On May 6, 2015, the Ninth Circuit became the first circuit-level court to rule that a guarantor’s “creditor” status can be contracted away by waiving indemnification and similar rights against the debtor. Stahl v. Simon (In re Adamson Apparel, Inc.), 2015 U.S. App. LEXIS 7508 (9th Cir. 2015). Bankruptcy courts have been split on this issue, with some courts holding that such waivers should not be enforceable because they are not necessarily foolproof. Sophisticated guarantors might be able to circumvent the contractual waivers by finding a way to assert a claim through other means, such as by purchasing the debt from the creditor instead of satisfying the debt wearing its “guarantor” hat and asserting the purchased claim against the debtor wearing its “primary creditor” hat.

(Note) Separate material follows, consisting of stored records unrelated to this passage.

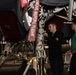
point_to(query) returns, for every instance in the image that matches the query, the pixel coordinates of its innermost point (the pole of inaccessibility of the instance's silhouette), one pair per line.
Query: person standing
(72, 70)
(54, 41)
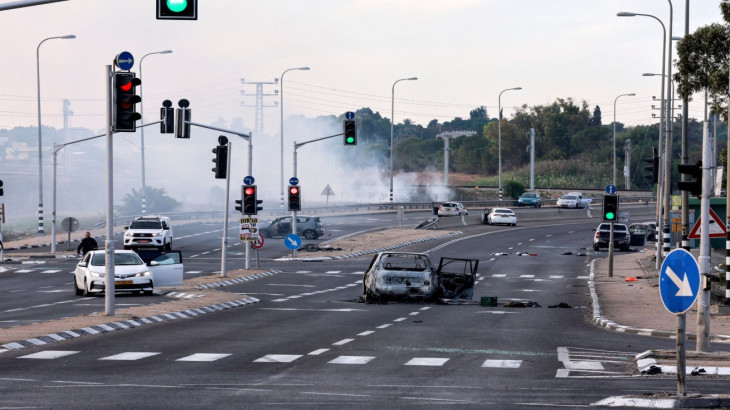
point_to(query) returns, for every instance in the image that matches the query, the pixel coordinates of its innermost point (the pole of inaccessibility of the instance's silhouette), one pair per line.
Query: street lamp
(281, 106)
(614, 133)
(499, 137)
(40, 146)
(660, 205)
(392, 121)
(141, 104)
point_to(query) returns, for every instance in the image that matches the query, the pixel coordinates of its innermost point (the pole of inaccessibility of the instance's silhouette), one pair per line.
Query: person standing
(87, 244)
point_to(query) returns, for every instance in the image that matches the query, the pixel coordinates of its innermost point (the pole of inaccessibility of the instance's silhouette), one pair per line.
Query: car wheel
(78, 291)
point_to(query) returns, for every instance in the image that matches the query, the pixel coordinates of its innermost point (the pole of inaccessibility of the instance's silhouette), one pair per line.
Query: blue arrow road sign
(124, 60)
(679, 281)
(293, 241)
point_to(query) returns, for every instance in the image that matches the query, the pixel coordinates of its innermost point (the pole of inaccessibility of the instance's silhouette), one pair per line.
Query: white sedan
(499, 216)
(131, 273)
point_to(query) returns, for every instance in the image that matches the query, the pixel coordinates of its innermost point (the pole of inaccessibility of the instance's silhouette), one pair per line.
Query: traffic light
(250, 203)
(653, 168)
(295, 203)
(167, 115)
(221, 161)
(125, 102)
(695, 172)
(350, 132)
(610, 208)
(177, 9)
(183, 119)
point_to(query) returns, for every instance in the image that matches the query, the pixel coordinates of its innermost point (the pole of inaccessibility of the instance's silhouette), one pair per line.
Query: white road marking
(503, 364)
(352, 360)
(130, 356)
(203, 357)
(49, 354)
(426, 361)
(278, 358)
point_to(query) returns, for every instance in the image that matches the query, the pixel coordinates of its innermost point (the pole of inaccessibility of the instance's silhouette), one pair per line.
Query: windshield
(99, 259)
(146, 225)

The Ninth Circuit acknowledges that such a scenario is possible. However, the Ninth Circuit refused to nullify all claim waivers because of a single possibility. The facts of each case need to be considered in order to determine whether the waiver was a legitimate waiver or simply a sham. In the case before the Ninth Circuit, the waiver was supported by the governing documents, testimony, and the actions of the guarantor himself who made substantial payments under the guaranty and did not file any kind of indemnification or similar claim against the debtor’s bankruptcy estate. As such, the evidence was clear that the indemnification waiver was legitimate in this case.

This case is only the first of the circuit-level case on the issue and it will be interesting to see whether other circuits follow suit. For now, the lesson for insiders with substantial guarantor liability is to carefully consider whether it is worth waiving the right to assert indemnification claims against the debtor in order to avoid preference exposure. Obviously, giving up creditor status means giving up the right to receive distributions in any future bankruptcy. On the other hand, significant preference exposure might eclipse the benefit of retaining indemnification claims. The choice of retaining or waiving claims and creditor status is not one that can be made post-facto or during the bankruptcy case itself when the risks are known. Preference analysis generally looks at the facts at the time the transfers were made. If you were a creditor at that point, then your “choice” has likely been made for you for purposes of insider preference exposure.